-Les hommes trouvent toujours des raisons d'éviter de vivre en paix. Cette vallée, par exemple. On pourrait penser qu'il n'y a aucune raison d'y répandre du sang, pas vrai ?
-Ce n'est pas ma guerre.
-J'ai observé que chez l'homme, l'appétit vient en mangeant. Et il n'y a rien de pire que la faim de terre. Ça bouffe tout et tout le monde.
Le Souffle de la violence est dans un premier temps un western classique adoptant dans un second temps une conduite étonnante, centré sur la confrontation entre éleveurs pour la prise de domaine. Réalisé par Rudolph Maté (Terre sans pardon, Horizons lointains, Les Années sauvages) d'après le roman Smoky Valley de Donald Hamilton (que je n'ai pas lu), celui-ci propose un film loin de toute naïveté, étonnamment violent dans sa forme et son fond pour un western des années 50 (pas encore influencé par le western Italien de Sergio Leone arrivant au milieu des années 1960), qui prend tout son sens avec son titre.
Malgré son petit budget Le Souffle de la violence présente une mise en scène étonnamment bonne, proposant des paysages de montagnes grandioses. Les décors choisis sont spectaculaires présentant des plans vastes et divers d'Alabama Hill, Californie, ou encore d'Arizona. Une photographie lumineuse et colorée de W. Howard Greene et de Burnett Guffey, qui n'est clairement pas étrangère à la réussite de son cadre, avec de profond champ dans des scènes pas une fois tournées en studio. Les divers affrontements au colt ne manquent pas de réalisme et de réussite, avec des actions efficaces et des scènes de poursuite de bétail divertissantes même si loin d'être incroyables.
Malgré le manque de richesse dans le scénario, l'intrigue réussit à maintenir l'intérêt par un travail psychologique sur les liaisons entre les différents personnages. Un subtil travail autour des regards. Ajoutons à cela des séquences relativement marquantes comme avec la séquence de torture au fouet d'un cowboy, celle d'un shérif abattu dans le dos sans la moindre pitié, la trahison pour le pouvoir d'une épouse, et un duel final au colt saisissant. La partition musicale de Max Steiner propose une ambiance classique dans la plus pure lignée des aventures du far-west, autant amusant que limité.

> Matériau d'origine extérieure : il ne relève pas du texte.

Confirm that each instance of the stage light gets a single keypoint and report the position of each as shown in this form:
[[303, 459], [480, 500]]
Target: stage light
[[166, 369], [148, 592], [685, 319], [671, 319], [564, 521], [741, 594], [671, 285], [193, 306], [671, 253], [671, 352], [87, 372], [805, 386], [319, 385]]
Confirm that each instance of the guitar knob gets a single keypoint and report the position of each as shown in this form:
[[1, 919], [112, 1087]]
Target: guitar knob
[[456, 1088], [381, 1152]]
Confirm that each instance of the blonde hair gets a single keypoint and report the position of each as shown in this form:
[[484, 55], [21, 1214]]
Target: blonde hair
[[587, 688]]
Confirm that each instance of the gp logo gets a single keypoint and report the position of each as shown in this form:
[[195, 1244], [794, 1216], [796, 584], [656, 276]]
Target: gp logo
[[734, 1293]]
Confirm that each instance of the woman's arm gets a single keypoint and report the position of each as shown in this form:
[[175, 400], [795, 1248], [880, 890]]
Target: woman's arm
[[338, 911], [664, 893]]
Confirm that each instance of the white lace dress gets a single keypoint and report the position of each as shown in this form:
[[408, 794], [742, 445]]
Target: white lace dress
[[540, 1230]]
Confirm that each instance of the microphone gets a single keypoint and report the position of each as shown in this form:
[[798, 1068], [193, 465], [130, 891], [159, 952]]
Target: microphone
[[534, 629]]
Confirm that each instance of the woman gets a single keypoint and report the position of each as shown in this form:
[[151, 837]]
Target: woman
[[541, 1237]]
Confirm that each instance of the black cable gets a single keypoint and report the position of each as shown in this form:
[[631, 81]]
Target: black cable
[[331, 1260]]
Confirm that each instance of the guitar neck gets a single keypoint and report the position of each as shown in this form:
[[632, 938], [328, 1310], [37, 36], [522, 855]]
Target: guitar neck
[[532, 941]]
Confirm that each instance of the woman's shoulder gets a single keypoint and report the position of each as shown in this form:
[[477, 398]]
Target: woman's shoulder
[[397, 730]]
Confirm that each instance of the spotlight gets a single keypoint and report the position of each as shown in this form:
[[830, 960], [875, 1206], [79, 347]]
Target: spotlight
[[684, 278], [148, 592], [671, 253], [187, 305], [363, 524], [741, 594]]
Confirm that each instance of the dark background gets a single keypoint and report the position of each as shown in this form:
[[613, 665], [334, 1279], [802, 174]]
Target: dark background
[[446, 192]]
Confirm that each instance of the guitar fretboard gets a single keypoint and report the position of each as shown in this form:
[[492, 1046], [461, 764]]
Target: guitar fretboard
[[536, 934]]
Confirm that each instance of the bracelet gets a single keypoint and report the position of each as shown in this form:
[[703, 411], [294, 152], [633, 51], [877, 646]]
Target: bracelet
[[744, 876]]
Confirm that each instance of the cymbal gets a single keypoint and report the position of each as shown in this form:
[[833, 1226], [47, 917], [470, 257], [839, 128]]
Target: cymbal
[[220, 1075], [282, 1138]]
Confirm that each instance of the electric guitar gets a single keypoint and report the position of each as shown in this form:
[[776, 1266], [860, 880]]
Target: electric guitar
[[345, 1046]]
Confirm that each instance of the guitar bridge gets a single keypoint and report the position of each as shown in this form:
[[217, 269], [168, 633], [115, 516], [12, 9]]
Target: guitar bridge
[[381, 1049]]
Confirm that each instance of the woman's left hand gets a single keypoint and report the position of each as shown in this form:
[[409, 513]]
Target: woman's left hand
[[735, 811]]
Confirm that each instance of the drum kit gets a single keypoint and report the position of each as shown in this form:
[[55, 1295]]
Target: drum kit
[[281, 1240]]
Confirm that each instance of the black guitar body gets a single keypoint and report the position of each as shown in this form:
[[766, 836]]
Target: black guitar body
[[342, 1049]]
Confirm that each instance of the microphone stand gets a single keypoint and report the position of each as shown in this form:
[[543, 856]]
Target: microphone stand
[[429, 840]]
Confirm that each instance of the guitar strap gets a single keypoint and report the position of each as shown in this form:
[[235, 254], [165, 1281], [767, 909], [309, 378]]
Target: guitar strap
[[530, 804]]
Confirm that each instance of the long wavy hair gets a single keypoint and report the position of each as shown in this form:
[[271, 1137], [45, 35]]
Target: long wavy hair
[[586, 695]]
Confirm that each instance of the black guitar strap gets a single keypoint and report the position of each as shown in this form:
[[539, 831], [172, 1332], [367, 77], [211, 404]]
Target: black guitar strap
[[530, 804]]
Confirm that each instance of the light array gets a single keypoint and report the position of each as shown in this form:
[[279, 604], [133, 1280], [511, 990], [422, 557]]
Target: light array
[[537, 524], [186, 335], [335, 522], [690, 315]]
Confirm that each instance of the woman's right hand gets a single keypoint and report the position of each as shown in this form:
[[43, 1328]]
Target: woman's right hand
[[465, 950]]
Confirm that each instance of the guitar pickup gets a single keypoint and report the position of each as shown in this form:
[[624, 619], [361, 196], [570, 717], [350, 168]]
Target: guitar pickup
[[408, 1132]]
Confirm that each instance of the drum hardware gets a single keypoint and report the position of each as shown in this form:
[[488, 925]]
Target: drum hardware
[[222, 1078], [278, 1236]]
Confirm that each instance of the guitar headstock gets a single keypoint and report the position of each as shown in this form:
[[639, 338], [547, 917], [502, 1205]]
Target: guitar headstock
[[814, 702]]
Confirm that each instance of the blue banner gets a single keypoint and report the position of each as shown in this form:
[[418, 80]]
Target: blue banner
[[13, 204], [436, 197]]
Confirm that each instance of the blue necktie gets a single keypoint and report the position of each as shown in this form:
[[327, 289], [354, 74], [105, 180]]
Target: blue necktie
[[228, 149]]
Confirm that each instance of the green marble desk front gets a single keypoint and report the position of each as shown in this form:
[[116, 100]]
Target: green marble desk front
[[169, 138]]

Le casting est de bonne facture, proposant une performance toujours au top de Glenn Ford (La Poursuite des tuniques bleues, Les Desparados, L'Homme de nulle part) qui en tant que John Parrish vétéran désuet et expérimenté de la guerre de Sécession, ne compte pas se laisser faire dépouiller de ses terres contre, Edward G. Robinson (Key Largo, Soleil vert, La Rue rouge) alias Lew Wilkison, propriétaire estropié du plus grand domaine de la région avec sa femme Martha, incarnée avec diabolisme par Barbara Stanwyck (Assurance sur la mort, Un coeur pris au piège, L'Emprise du crime). Diabolique de bout en bout, tout droit sortie d'un film noir, elle est clairement l'antagoniste principale de l'ombre, menant par le bout du nez son monde.
Brian Keith (Nevada Smith, New Mexico, Rancho Bravo) en tant que Cole Wilkison frère du patron, incarne la partie musclée dans la confrontation contre Glenn Ford. Il faut reconnaitre qu'il possède vraiment une tête de vicelard à qui il ne faut surtout pas faire confiance. Les trois comédiennes Dianne Foster, May Whynn et Lita Milan apportent quelques surprises en incarnant des femmes de bonne famille qui au premier abord laissent voir des femmes dociles mais qui s'avèrent être égoïstes, manipulatrices... malheureusement elles sont un peu sacrifiées au récit. Je terminerai par Richard Jaeckel (Le Clan des irréductibles, Les Douze Salopards, Iwo Jima), tueur à gages pour le compte des Wilkinson qui est génial dans ce rôle de pourri tortureur, qui sera à l'origine d'un bon duel au colt dans le bar contre Glenn Ford.
CONCLUSION :
Le Souffle de la violence est un western au-dessus de la moyenne qui montre des faiblesses en n'allant pas suffisamment au bout des choses, s'empêchant de relâcher une bonne fois pour toutes le frein à main (ce qui est frustrant), malgré son côté brutal déjà étonnant pour son époque de réalisation. En ressort un film divertissant qui ne marquera pas le genre, mais permettra tout de même de passer un bon moment grace à des scènes marquantes, et un jeu psychologique intéressant entre certains protagonistes.
Glenn Ford dans un rôle plus musclé et impitoyable que dans La Poursuite des tuniques bleues c'est vraiment très bon, ne manquait plus que le réalisateur adéquat pour mettre en place une oeuvre à la hauteur du comédien.